Zdarza się, że przed śmiercią ktoś zapisuje cały swój majątek na jedną osobę, organizacje lub cele charytatywne, nie uwzględniając nikogo innego z rodziny. W takiej sytuacji najbliżsi krewni zmarłego mają prawo wystąpienia o zachowek. Sprawdź, kto dokładnie może się o niego ubiegać i ile pieniędzy otrzyma.

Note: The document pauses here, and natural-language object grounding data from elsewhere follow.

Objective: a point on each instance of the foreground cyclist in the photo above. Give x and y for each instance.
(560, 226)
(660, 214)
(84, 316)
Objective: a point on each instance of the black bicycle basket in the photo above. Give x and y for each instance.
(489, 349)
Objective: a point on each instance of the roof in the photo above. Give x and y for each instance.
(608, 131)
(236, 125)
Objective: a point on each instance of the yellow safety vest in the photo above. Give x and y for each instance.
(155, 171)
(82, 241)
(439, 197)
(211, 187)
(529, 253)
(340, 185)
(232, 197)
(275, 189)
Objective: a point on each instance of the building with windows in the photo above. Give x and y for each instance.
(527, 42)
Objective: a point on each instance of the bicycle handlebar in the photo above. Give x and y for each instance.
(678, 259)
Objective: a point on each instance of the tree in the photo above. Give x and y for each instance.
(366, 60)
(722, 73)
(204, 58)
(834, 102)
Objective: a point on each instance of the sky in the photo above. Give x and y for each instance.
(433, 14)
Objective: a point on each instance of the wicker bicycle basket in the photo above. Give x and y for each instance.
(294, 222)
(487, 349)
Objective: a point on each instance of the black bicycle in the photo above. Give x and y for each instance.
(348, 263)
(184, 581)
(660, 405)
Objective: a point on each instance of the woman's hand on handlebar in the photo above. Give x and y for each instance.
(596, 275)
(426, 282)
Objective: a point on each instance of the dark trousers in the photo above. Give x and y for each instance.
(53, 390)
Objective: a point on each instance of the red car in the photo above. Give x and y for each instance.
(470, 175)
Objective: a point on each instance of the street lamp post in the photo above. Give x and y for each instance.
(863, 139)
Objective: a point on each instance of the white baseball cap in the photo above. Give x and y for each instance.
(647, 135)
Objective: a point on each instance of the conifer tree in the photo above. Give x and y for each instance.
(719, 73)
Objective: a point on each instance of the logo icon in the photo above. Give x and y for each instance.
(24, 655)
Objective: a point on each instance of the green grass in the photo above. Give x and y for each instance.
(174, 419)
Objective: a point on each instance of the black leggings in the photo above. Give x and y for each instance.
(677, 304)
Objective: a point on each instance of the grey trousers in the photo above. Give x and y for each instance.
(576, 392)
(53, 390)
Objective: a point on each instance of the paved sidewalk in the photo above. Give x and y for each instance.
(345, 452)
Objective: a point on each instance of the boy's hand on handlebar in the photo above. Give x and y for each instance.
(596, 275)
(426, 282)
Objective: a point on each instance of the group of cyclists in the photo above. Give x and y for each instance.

Zainteresował Cię ten artykuł? Więcej podobnych artykułów przeczytasz na stronie głównej Gazeta.pl
Zachowek przysługuje najbliższej rodziny zmarłego, której ten nie zapisał w testamencie. Świadczenie ma na celu ochronę krewnych uprawnionych do dziedziczenia ustawowego i zapewnienie im sprawiedliwego podziału spadku. Niektórzy jednak krytykują instytucję zachowku za nieuszanowanie woli zmarłego i pośmiertną ingerencję w testament. O prawie do zachowku ostatecznie decyduje sąd.
O zachowek można się ubiegać dopiero po śmierci spadkobiercy. Mają do niego prawo najbliżsi członkowie rodziny, czyli małżonek i dzieci oraz zstępni, np. dziadkowie, wnuki czy prawnuki. Do zachowku nie są uprawnione osoby, które zrzekły się spadku, zostały formalnie wydziedziczone lub uznane za niegodne dziedziczenia. Zachowek nie przysługuje również w momencie, gdy przed śmiercią małżonka orzeczono separację.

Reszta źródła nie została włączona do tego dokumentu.